4 ways to really impress your interviewer

When you're trying to land a job, the interview is almost always what's going to make or break your candidacy. With that in mind, it's vital that you be able to impress your interviewer, which isn't always easy given the nerves involved.

The following tips should help you present the best version of yourself and help ensure your interview goes as well as it possibly can:

1) Dress for success

Most people who go on a job interview have heard the rule of thumb that they should wear clothes "one up" from the company's normal dress code, according to Glassdoor. That means business casual for a casual office, or a suit for a business-casual office. However, there are other steps to making sure your outfit is appropriate, including eschewing bright colors in most cases (though you might be able to get away with a bright tie with a solid color), and making sure you're wearing socks and shoes that are appropriate for the office.

2) Do the research

A great way to come across well in any job interview is to demonstrate a working knowledge of the company and its culture, Glassdoor advised. That will often include not only reading the firm's website, but also finding any recent articles you can about the business, or looking at how it is reviewed on career sites or even public-facing rating services. This will help you get a better idea of the business' culture, its accomplishments of late, as well as some of the challenges it may be facing - and which hiring you could help solve.

3) Arrive early, but not too early

Everyone knows it's a good idea to show up to your interview a little bit early, but you should be aware that arriving even 15 or 20 minutes before the scheduled interview time could be a bit of an inconvenience for people, according to Kununu. Showing up that early could lead to the person at the front desk feeling a little harried, or rushing the interviewer to take you into the office.
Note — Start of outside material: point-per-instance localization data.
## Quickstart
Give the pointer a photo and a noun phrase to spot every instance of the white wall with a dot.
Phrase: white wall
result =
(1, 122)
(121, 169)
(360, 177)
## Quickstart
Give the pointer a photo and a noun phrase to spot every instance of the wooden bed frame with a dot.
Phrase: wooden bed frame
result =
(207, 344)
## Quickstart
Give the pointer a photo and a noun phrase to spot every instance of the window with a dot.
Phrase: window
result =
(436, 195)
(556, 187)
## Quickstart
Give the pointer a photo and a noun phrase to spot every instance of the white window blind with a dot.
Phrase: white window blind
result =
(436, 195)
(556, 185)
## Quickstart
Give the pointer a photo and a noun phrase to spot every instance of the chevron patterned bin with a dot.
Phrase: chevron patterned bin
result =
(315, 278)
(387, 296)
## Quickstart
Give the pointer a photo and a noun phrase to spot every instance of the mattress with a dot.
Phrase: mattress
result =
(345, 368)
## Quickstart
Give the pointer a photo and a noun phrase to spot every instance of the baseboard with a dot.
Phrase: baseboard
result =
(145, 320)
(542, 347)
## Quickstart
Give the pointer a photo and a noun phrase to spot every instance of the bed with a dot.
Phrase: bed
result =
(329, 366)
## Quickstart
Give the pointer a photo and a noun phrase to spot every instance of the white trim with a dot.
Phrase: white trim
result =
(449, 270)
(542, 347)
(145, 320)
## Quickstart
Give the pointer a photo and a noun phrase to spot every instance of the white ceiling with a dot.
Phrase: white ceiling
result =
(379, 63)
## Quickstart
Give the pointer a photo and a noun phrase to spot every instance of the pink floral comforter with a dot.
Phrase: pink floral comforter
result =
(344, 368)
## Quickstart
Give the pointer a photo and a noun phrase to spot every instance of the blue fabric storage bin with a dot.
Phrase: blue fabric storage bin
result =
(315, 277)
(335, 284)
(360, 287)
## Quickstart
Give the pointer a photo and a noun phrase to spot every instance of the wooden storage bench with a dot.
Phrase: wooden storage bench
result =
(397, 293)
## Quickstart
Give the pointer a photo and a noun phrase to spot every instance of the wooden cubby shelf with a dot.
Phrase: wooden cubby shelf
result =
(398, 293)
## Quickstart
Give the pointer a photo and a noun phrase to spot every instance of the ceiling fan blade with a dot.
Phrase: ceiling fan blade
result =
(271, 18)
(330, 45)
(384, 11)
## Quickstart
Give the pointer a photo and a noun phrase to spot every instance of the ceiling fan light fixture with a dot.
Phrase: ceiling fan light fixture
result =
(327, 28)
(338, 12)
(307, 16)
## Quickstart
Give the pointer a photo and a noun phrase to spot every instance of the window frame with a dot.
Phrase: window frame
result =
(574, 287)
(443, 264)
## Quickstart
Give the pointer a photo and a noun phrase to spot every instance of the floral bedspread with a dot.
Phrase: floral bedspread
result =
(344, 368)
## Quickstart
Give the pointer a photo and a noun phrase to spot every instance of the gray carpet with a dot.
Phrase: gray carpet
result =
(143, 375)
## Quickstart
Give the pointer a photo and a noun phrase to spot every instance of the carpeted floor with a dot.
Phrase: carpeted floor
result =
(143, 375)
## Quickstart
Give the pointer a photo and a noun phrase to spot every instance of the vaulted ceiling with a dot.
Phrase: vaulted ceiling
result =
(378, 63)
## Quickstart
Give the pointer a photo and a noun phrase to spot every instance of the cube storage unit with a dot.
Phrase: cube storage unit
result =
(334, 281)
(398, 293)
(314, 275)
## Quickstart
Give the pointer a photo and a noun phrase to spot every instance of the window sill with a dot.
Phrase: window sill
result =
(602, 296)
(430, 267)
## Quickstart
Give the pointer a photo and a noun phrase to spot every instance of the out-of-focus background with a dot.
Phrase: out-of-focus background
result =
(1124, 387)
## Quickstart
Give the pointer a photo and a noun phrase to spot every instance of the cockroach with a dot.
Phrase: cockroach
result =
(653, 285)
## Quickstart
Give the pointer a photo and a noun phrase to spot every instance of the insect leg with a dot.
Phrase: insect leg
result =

That, in turn, may lead to annoyance that sets your meeting off on the wrong foot. Instead, if you arrive no more than 10 minutes early, you will show that you value the hiring manager's time and take the interview seriously, but won't make them feel like they need to hurry through other tasks to accommodate you.

4) Focus on improving your body language

Whether you know it or not, body language tells your interviewer a lot about you, according to the Undercover Recruiter. A weak handshake could convey a lack of confidence, and if you're not sitting up straight or smiling, it might show you're not particularly engaged in the conversation. Even the way you cross your legs could be interpreted as being too casual.

Consequently, it's critical to make sure you're considering your body language at every turn and doing everything you can to show you're interested and attentive to whatever is being discussed.